Undoubtedly the theory of descent with modification, which received its first sufficiently ample and undisguised exposition in 1809 with the “Philosophie Zoologique” of Lamarck, shared the common fate of all theories that revolutionise opinion on important matters, and was fiercely opposed by the Huxleys, Romaneses, Grant Allens, and Ray Lankesters of its time. It had to face the reaction in favour of the Church which began in the days of the First Empire, as a natural consequence of the horrors of the Revolution; it had to face the social influence and then almost Darwinian reputation of Cuvier, whom Lamarck could not, or would not, square; it was put forward by one who was old, poor, and ere long blind. What theory could do more than just keep itself alive under conditions so unfavourable? Even under the most favourable conditions descent with modification would have been a hard plant to rear, but, as things were, the wonder is that it was not killed outright at once. We all know how large a share social influences have in deciding what kind of reception a book or theory is to meet with; true, these influences are not permanent, but at first they are almost irresistible; in reality it was not the theory of descent that was matched against that of fixity, but Lamarck against Cuvier; who can be surprised that Cuvier for a time should have had the best of it?
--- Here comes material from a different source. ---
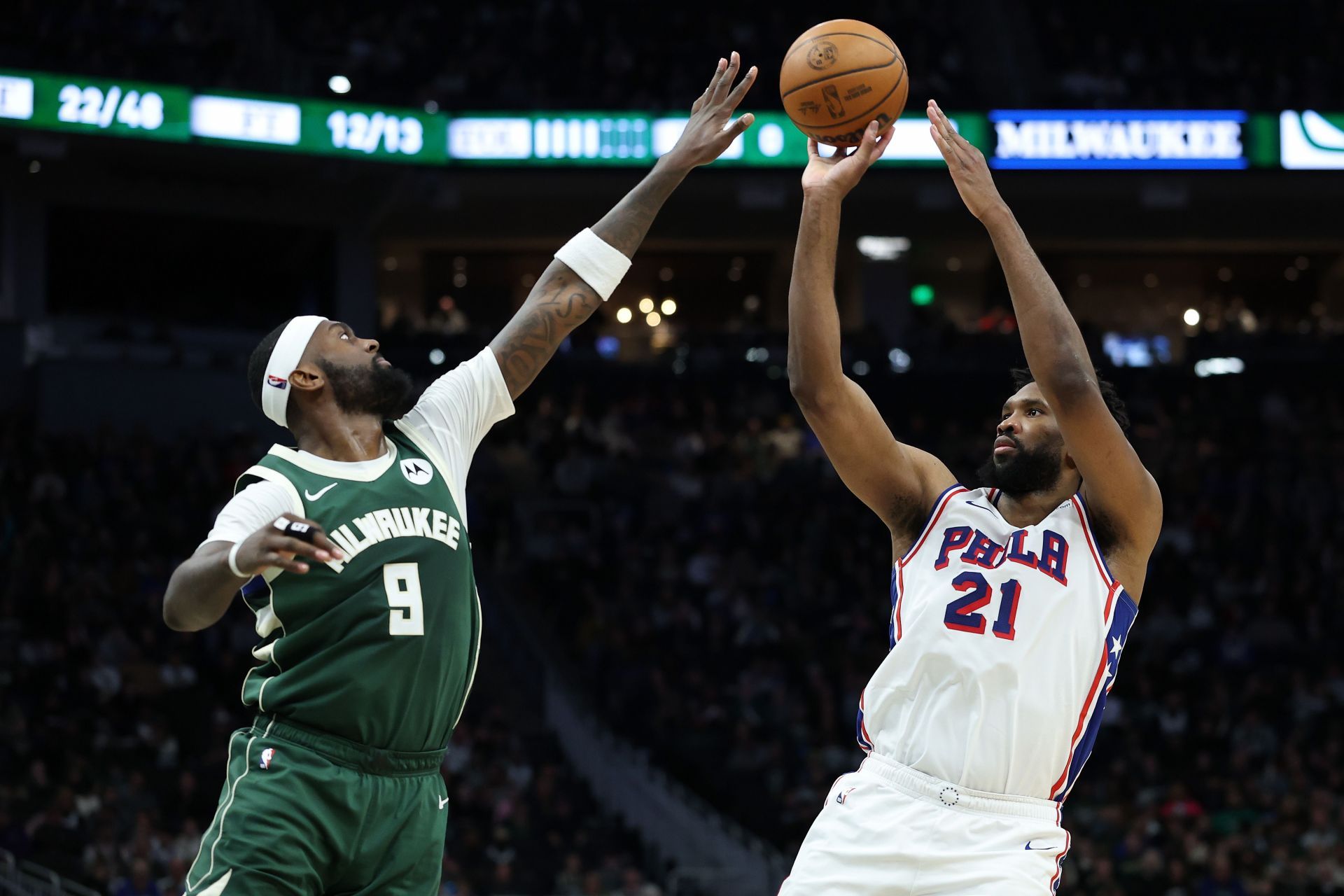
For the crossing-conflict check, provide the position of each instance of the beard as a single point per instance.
(370, 388)
(1023, 472)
And yet it is pleasant to reflect that his triumph was not, as triumphs go, long lived. How is Cuvier best known now? As one who missed a great opportunity; as one who was great in small things, and stubbornly small in great ones. Lamarck died in 1831; in 1861 descent with modification was almost universally accepted by those most competent to form an opinion. This result was by no means so exclusively due to Mr. Darwin’s “Origin of Species” as is commonly believed. During the thirty years that followed 1831 Lamarck’s opinions made more way than Darwinians are willing to allow. Granted that in 1861 the theory was generally accepted under the name of Darwin, not under that of Lamarck, still it was Lamarck and not Darwin that was being accepted; it was descent, not descent with modification by means of natural selection from among fortuitous variations, that we carried away with us from the “Origin of Species.” The thing triumphed whether the name was lost or not. I need not waste the reader’s time by showing further how little weight he need attach to the fact that Lamarckism was not immediately received with open arms by an admiring public. The theory of descent has become accepted as rapidly, if I am not mistaken, as the Copernican theory, or as Newton’s theory of gravitation.
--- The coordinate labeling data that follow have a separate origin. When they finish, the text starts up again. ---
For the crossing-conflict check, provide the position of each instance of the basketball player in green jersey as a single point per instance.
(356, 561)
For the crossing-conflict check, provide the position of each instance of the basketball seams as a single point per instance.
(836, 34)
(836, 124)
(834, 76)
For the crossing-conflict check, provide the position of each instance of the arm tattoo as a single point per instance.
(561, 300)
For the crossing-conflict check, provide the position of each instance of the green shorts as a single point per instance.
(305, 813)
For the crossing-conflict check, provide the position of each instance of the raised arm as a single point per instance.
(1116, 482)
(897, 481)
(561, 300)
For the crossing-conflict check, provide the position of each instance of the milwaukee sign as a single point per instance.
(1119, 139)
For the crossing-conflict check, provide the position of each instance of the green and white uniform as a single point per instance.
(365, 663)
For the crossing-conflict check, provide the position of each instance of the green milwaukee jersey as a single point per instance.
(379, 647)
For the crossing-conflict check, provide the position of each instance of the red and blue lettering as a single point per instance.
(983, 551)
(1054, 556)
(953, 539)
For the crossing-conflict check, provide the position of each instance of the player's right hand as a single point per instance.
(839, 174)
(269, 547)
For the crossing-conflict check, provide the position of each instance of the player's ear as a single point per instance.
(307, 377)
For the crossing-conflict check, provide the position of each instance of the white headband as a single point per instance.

When Professor Ray Lankester goes on to speak of the “undemonstrable agencies” “arbitrarily asserted” to exist by Professor Semper, he is again presuming on the ignorance of his readers. Professor Semper’s agencies are in no way more undemonstrable than Mr. Darwin’s are. Mr. Darwin was perfectly cogent as long as he stuck to Lamarck’s demonstration; his arguments were sound as long as they were Lamarck’s, or developments of, and riders upon, Buffon, Erasmus Darwin, and Lamarck, and almost incredibly silly when they were his own. Fortunately the greater part of the “Origin of Species” is devoted to proving the theory of descent with modification, by arguments against which no exception would have been taken by Mr. Darwin’s three great precursors, except in so far as the variations whose accumulation results in specific difference are supposed to be fortuitous—and, to do Mr. Darwin justice, the fortuitousness, though always within hail, is kept as far as possible in the background.